Sejny
Ponad 5,5 tysiąca kilometrów pokonał Jakub Karłowicz z Sejn. 23-latek w samotnej pieszej pielgrzymce dotarł do Fatimy.
O jego niezwykłym wyczynie informowaliśmy już wcześniej. Dziś (01.03) w rozmowie telefonicznej z Radiem 5 podzielił się wrażeniami z podróży.
Jak mówi, pielgrzymuje od 8 roku życia. Co roku odwiedzał różne sanktuaria. W pewnym momencie pojawiło się w nim jednak pragnienie, aby udać się na samotną pielgrzymkę. Na cel swojej pierwszej podróży obrał Santiago de Compostela. Podróż trwała trzy i pół miesiąca.
Po powrocie zdecydował, że kolejnym jego celem będzie Sanktuarium Matki Boskiej Fatimskiej w Portugalii. 17 lipca zeszłego roku opuścił Sejny skąd ruszył w trasę. Po 221 dniach wędrówki i przejściu ponad 5 tysięcy 600 kilometrów dotarł na miejsce.

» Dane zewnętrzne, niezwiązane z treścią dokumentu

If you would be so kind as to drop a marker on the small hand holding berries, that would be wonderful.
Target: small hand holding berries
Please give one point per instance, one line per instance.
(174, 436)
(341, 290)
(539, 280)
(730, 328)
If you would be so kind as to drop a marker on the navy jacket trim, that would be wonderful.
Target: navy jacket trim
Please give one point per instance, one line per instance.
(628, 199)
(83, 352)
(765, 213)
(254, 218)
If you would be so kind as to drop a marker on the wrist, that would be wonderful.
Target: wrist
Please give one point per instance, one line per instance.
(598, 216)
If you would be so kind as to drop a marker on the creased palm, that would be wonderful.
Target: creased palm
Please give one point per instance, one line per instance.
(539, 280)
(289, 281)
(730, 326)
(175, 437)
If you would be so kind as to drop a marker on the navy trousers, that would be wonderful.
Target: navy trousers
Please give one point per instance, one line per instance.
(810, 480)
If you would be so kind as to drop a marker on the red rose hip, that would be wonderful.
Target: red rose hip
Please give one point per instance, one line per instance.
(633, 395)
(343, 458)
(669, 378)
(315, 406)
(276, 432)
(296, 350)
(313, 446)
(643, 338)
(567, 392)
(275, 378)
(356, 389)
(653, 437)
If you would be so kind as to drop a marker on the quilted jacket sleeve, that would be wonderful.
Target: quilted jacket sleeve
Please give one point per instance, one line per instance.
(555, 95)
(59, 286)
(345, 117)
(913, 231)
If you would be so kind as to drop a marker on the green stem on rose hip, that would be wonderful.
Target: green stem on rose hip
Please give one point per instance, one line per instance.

Jak mówi pan Jakub, pielgrzymuje w intencji pokoju na świecie.
Jak zapowiada, na razie nie wraca do kraju. W planach jest dalsza wędrówka po Portugalii. Następnie na liście jest Lurdes oraz Kaplica Matki Bożej Cudownego Medalika w Paryżu, a następnie miejsca kultu błogosławionej Anny Katarzyny Emmerich, niemieckiej stygmatyczki i wizjonerki.